Unser drittes handlungsleitendes Prinzip ist, dass Putin diesen Krieg nicht gewinnen darf. Als Antwort auf die russische Aggression haben wir gemeinsam mit unseren Partnern in Europa, Nordamerika und der Welt Sanktionen von historischem Ausmaß beschlossen – und dabei nicht nur Putin und sein Umfeld ins Visier genommen, sondern auch die russische Wirtschaft hart getroffen. In enger Koordinierung mit unseren Verbündeten übt die Bundesregierung zudem politischen Druck auf das russische Regime aus – etwa im Rahmen der Telefondiplomatie des Kanzlers. Drüber hinaus stehen wir den notleidenden Menschen mit humanitärer Hilfe zur Seite und stellen der Ukraine umfassende finanzielle Mittel zur Verfügung – und das nicht erst seit dem russischen Überfall: So hat Deutschland seit 2014 etwa zwei Milliarden Euro in die Stabilisierung der Ukraine investiert.

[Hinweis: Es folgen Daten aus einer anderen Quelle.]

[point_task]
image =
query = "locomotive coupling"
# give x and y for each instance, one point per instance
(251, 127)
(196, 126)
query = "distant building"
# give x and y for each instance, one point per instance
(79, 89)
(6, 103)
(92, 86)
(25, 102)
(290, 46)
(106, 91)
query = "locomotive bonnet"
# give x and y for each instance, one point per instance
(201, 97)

Waffenlieferungen sind notwendig

Mit Blick auf die aktuelle Kriegssituation ist aber auch klar, dass Waffenlieferungen gerade ein notwendiges Instrument sind, um die Ukraine zu unterstützen. Denn das russische Regime kann nur zu ernsthaften Verhandlungen gezwungen werden, wenn sich das militärische Kräfteverhältnis zugunsten der Ukraine verschiebt. Deshalb ist es so wichtig, dass wir die beschlossenen Waffenlieferungen weiter fortsetzen und beschleunigen. Dazu gehört auch die Lieferung sogenannter schwerer Waffen wie die Gepard-Flugabwehrpanzer. Damit unterstützen wir die Ukraine im Einklang mit der UN-Charta bei ihrem Recht auf Selbstverteidigung und verhindern, dass Russland den Krieg auf andere Länder ausdehnt.

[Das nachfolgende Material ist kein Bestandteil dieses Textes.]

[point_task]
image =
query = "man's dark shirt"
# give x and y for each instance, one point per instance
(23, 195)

Bei jedem ihrer Schritte muss die Bundesregierung sorgfältig abwägen und darauf achten, dass die NATO nicht zur Kriegspartei wird. Bei jeder Entscheidung hat sie sicherzustellen, dass es dadurch zu keiner Schwächung der Landes- und Bündnisverteidigung kommt. Und bei jeder Maßnahme gilt es, diese eng mit den Verbündeten abzustimmen. Für diese neuartige und hochkomplexe Situation gibt es kein fertiges Drehbuch und keine einfachen Antworten – auch wenn das in der öffentlichen Debatte über das Für und Wider einzelner Maßnahmen oft untergeht. Ich würde mir wünschen, dass wir überschießende Übertreibungen vermeiden könnten, wenn wir über solch schwierige Entscheidungen diskutieren – und zwar egal, ob wir uns im Plenarsaal oder in den sozialen Medien aufhalten. Vielmehr sollten wir es wie der Bundeskanzler tun und die Debatte mit heißem Herzen und kühlem Kopf führen.

Ich bin froh, dass sich die Union dem Antrag der Ampel-Koalition angeschlossen hat und damit unseren umfassenden Ansatz unterstützt, der neben Waffenlieferungen beispielsweise auch die Strafverfolgung der Kriegsverbrechen, die Auswirkungen des Krieges auf die globale Ernährungssicherheit und die Rolle Chinas im Konflikt einbezieht. Es ist zu hoffen, dass CDU/CSU auch bei künftigen Vorhaben im Rahmen der Zeitenwende auf pragmatische Zusammenarbeit mit der Ampel setzt – und wir gemeinsam das wichtige „100-Milliarden Sondervermögen Bundeswehr“ auf den Weg bringen können.